Un tentativo naufragato a causa della stenua opposizione di alcuni stati federali, tra cui il Jubaland di Madobe.
Oggi Hassan Mohamud pare determinato a portare a termine l’impresa. Il percorso di modifica è già avviato e prevede l’approvazione da parte del parlamento di tre leggi (emendamenti) entro la fine dell’anno.
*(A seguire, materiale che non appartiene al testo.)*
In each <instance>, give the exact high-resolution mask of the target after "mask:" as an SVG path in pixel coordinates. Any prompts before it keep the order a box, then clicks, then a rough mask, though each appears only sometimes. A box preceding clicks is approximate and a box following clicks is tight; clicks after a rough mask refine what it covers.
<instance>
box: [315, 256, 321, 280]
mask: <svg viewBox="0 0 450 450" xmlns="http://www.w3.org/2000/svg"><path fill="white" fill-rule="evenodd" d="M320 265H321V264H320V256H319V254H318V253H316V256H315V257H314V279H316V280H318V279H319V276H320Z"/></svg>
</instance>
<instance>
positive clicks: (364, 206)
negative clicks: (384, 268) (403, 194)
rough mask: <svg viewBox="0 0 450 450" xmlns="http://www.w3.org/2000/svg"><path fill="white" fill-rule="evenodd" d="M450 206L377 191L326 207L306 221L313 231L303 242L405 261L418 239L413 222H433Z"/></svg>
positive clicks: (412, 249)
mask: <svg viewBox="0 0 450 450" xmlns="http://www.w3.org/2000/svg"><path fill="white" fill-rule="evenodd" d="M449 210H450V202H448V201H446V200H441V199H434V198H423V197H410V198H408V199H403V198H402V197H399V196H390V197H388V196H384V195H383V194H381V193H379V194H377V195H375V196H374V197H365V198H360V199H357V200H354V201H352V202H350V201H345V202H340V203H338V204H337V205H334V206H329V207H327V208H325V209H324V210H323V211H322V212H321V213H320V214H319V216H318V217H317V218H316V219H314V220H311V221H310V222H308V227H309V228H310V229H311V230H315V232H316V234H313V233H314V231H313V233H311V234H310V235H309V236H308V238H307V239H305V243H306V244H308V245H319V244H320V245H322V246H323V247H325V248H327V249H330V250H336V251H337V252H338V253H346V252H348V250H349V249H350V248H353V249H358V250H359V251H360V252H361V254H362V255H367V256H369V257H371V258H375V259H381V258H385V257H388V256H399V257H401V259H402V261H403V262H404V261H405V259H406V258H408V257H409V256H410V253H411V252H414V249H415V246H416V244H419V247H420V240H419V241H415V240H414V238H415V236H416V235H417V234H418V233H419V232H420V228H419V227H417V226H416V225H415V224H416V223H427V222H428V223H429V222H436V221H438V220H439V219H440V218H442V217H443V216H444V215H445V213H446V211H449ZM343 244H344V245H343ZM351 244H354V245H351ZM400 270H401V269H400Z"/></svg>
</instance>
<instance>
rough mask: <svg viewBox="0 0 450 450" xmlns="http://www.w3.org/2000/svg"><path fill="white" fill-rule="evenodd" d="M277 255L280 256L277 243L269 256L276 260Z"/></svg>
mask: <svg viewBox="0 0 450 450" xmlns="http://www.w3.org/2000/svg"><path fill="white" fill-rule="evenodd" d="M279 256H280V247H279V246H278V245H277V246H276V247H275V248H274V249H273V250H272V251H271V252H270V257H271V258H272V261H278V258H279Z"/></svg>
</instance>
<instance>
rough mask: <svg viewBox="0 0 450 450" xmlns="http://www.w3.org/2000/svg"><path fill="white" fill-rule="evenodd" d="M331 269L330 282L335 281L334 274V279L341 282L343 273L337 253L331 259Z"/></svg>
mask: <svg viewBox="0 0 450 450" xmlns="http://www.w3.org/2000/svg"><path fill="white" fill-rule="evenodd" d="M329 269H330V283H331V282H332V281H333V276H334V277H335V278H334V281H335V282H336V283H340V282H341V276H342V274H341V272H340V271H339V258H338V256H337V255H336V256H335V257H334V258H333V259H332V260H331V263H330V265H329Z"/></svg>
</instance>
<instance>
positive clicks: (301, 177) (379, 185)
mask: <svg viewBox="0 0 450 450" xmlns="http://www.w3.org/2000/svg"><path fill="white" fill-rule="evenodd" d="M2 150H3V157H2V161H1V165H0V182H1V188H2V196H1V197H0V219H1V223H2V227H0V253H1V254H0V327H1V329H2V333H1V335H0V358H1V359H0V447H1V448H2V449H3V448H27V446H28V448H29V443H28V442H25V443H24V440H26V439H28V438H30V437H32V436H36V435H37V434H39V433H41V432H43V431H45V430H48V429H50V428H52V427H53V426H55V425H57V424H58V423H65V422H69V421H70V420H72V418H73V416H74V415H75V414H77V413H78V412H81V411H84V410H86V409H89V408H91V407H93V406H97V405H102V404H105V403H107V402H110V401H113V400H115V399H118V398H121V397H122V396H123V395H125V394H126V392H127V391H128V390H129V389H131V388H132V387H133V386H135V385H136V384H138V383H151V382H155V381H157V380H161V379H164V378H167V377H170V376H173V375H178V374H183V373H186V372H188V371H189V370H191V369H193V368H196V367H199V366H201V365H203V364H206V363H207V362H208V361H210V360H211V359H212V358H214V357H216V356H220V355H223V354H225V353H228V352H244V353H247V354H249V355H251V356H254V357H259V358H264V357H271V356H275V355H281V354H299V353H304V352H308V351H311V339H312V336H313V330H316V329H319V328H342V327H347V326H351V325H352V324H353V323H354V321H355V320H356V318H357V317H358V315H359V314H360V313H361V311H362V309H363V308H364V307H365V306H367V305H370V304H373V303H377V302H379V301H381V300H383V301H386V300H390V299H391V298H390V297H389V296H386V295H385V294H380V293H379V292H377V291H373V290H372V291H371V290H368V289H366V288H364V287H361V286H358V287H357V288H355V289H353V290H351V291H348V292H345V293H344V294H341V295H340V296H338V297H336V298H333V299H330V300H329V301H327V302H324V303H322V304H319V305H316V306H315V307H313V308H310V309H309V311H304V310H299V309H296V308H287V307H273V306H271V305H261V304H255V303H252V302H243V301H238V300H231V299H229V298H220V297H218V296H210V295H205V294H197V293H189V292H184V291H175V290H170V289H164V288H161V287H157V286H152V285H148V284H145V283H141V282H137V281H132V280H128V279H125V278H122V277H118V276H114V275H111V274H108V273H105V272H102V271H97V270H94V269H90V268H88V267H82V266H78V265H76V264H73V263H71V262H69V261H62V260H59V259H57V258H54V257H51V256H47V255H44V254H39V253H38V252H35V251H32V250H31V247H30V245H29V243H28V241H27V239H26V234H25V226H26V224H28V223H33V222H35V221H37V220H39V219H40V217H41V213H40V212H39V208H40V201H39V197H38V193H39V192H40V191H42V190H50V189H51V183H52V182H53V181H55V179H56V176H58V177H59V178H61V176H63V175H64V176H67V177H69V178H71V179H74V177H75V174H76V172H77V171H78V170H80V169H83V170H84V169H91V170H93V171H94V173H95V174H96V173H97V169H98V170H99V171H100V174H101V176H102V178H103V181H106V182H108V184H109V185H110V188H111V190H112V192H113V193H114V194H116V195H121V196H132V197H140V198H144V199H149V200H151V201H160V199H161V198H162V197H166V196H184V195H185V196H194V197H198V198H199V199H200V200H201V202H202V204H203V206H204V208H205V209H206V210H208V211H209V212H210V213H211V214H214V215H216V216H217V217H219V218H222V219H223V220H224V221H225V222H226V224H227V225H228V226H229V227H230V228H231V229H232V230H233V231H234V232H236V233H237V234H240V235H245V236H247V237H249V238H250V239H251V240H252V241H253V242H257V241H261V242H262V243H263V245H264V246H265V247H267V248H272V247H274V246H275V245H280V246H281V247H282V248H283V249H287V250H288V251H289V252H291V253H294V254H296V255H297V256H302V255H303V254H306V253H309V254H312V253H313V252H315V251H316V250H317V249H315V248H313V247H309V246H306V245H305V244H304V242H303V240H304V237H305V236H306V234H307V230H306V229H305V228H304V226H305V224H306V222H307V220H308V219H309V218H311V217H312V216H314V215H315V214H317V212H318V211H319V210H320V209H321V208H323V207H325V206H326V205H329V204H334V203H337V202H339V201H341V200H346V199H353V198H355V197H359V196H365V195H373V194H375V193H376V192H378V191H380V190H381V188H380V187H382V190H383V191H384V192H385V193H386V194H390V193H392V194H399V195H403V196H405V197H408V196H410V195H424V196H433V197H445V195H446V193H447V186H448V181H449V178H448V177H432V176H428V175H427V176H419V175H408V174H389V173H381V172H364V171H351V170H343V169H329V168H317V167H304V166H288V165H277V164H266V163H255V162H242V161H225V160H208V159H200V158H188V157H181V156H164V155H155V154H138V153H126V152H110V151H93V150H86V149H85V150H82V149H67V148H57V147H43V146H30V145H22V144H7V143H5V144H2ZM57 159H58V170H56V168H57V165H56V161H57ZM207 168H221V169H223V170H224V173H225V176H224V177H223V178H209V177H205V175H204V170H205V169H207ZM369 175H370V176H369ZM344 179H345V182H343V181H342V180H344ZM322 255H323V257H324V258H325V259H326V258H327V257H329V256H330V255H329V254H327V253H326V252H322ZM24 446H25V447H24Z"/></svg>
Un iter – che prevede anche la creazione di un sistema multipartitico con tre partiti politici – che è stato avviato non senza difficoltà lo scorso agosto con il via libera del governo.
Tra i più feroci oppositori ci sono ancora gli stati federali di Jubaland, Puntland e Juba, sostenuti dagli ex presidenti somali, secondo cui il nuovo sistema elettorale concederebbe troppi poteri al presidente, consentendogli di estendere i suoi mandati.
Le prossime elezioni in Somalia sono previste nel 2026, ma lo scenario attuale non sembra dunque garantire che si svolgeranno finalmente con la partecipazione diretta della popolazione.